Who still can't afford US universities, as UK professionals are (excepting the very top executives, public servants, finance and legal professionals, of whom there are relatively few) paid a lot less than the US equivalent.

UK middle class also includes university lecturers, teachers, various health professionals, graphic designers and so on, most of whom make less than 100k USD/year and some not much more than 50k.

In America, we have a classless society and everyone claims to be middle class.
USA class system is based on income ranges. USA is also segregated by income and wealth.
I think I read that US middle class are people who only have to work one job
Yeah having a single full time job but not being part of the executive class is a decent definition.
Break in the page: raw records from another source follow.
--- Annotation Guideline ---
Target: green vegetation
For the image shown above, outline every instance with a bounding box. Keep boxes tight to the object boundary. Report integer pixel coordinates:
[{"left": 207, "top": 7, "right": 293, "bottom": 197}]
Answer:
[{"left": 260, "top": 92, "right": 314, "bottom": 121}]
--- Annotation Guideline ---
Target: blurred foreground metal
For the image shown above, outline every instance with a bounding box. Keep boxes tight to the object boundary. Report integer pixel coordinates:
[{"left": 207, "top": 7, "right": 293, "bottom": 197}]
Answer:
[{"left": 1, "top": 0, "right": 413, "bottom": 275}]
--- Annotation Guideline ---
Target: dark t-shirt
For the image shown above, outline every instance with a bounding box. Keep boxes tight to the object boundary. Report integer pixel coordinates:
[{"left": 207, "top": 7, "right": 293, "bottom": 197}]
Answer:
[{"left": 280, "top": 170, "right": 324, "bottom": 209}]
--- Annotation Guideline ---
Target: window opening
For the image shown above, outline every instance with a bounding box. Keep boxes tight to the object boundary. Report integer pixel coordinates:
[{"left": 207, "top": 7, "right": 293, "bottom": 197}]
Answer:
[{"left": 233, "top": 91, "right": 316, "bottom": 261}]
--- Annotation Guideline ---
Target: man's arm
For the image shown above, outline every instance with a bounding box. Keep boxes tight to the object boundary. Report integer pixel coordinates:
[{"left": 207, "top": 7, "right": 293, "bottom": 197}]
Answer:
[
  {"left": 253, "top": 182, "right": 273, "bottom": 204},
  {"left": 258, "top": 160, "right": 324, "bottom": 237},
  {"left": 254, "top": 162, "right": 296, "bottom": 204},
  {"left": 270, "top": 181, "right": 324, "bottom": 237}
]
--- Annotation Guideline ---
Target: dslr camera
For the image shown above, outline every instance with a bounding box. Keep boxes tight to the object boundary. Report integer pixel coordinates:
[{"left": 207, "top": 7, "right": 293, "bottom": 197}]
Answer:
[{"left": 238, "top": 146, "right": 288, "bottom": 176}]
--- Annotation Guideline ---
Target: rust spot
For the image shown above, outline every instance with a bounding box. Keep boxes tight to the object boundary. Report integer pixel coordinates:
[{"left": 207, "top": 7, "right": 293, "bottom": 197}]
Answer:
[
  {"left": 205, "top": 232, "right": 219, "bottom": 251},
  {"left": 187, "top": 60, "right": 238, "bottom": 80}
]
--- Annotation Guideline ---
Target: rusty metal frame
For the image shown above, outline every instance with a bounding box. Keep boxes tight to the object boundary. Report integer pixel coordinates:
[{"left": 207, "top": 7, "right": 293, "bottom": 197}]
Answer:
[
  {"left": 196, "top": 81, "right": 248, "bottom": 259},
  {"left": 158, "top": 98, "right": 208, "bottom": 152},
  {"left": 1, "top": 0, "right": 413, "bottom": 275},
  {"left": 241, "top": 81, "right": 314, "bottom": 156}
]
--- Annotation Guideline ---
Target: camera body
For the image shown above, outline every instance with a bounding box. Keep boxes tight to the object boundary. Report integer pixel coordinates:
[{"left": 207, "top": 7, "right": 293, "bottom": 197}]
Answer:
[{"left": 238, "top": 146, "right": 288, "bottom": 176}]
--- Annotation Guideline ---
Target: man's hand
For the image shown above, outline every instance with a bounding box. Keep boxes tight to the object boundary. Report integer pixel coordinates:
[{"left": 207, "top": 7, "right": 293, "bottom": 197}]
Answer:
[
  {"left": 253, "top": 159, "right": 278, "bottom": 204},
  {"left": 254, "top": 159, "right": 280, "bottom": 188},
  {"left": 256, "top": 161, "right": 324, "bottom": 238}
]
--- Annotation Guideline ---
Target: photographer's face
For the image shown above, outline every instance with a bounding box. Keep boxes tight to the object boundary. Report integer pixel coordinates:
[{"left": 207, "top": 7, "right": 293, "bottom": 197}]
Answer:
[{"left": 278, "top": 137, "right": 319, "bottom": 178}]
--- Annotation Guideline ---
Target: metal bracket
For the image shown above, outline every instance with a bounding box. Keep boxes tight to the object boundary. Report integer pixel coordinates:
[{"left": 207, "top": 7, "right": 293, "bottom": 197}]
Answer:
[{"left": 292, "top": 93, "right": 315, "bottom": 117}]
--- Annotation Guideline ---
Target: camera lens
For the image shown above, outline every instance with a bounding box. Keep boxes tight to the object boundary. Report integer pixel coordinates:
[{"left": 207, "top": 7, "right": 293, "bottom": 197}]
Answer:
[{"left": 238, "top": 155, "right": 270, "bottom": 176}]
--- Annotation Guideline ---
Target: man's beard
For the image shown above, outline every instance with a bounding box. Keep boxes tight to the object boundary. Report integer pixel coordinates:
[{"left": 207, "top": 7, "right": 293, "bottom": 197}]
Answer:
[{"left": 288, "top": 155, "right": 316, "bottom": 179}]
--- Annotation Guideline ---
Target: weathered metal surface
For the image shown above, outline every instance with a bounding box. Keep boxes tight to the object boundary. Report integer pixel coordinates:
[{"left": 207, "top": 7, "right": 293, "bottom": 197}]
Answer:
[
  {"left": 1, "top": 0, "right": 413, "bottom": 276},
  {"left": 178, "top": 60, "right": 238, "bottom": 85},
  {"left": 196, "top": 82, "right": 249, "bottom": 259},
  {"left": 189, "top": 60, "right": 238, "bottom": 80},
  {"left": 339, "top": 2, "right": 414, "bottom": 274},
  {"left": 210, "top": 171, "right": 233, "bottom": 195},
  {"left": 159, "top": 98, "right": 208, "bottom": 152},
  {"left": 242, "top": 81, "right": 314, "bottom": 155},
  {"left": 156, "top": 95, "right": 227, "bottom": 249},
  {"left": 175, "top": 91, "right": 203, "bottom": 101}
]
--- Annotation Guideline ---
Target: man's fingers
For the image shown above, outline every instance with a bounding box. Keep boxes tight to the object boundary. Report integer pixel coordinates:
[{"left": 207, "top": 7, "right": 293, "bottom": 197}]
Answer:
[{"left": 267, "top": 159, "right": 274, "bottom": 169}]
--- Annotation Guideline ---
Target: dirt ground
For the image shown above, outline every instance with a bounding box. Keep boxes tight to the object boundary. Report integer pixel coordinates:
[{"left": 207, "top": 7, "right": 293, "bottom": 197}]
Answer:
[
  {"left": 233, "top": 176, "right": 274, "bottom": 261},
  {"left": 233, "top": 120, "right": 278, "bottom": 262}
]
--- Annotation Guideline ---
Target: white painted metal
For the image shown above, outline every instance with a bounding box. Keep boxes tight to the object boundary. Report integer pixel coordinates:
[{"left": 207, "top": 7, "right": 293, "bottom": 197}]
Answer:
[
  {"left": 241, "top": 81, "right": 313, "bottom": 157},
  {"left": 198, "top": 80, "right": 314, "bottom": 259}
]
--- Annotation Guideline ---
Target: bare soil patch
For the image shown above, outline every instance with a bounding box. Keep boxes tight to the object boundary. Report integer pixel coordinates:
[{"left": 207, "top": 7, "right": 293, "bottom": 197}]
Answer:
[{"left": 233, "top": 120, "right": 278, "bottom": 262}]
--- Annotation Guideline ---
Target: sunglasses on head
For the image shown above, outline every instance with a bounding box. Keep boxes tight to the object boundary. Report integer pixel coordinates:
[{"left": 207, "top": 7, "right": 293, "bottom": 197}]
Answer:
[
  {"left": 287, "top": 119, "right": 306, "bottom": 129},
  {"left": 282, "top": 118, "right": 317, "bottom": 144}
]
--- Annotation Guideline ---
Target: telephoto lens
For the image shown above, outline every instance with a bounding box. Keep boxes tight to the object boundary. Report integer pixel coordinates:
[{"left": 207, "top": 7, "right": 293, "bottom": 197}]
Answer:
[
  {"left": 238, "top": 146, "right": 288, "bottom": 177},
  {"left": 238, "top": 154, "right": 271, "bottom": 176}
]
It's much more wide than the UK's usage for sure.
I’m not sure Paul Graham’s use of “middle class” matches the colloquial one here in the UK. The students who are not getting in to Oxbridge because of their background are broadly privately educated.

I don’t think it’s controversial to say that Oxbridge has historically admitted a lot of kids from quite a small group of high cost private schools. The fact they’re adjusting their intake to somewhat reduce that is something to be celebrated.

Unless you’re a very wealthy person with kids at an expensive private school in southern England hoping that they’ll get admitted to Oxbridge, of course.

Average student debt is £53k (~$71k USD): https://commonslibrary.parliament.uk/research-briefings/sn01...

Given the disparity in middle-class household incomes between the UK and the US, I suspect a majority of UK middle-class students would be eligible for some form of financial aid from US universities (assuming Oxbridge vs US equivalents with need-blind + full-need international admissions), meaning their net cost to attend could be lower than studying in the UK.

> I would suspect that the majority of UK middle class students would be eligible for some form of financial aid at US schools

Very unlikely, most financial aid is not available to international students.

But the difference between UK student debt (basically a regressive time limited tax) and the US version of student debt (actual loan that will fuck you up) is key here.

I don't think its possible to have a full student loan from the UK and study abroad the whole time. (you can do a year abroad though)

Very few schools give international students any aid.
Merit-based, in a lot of cases certainly. But need-based, you’re there to subsidize the university and not the other way around.
Not to mention the US administration’s a) war on said schools and b) immigration mayhem.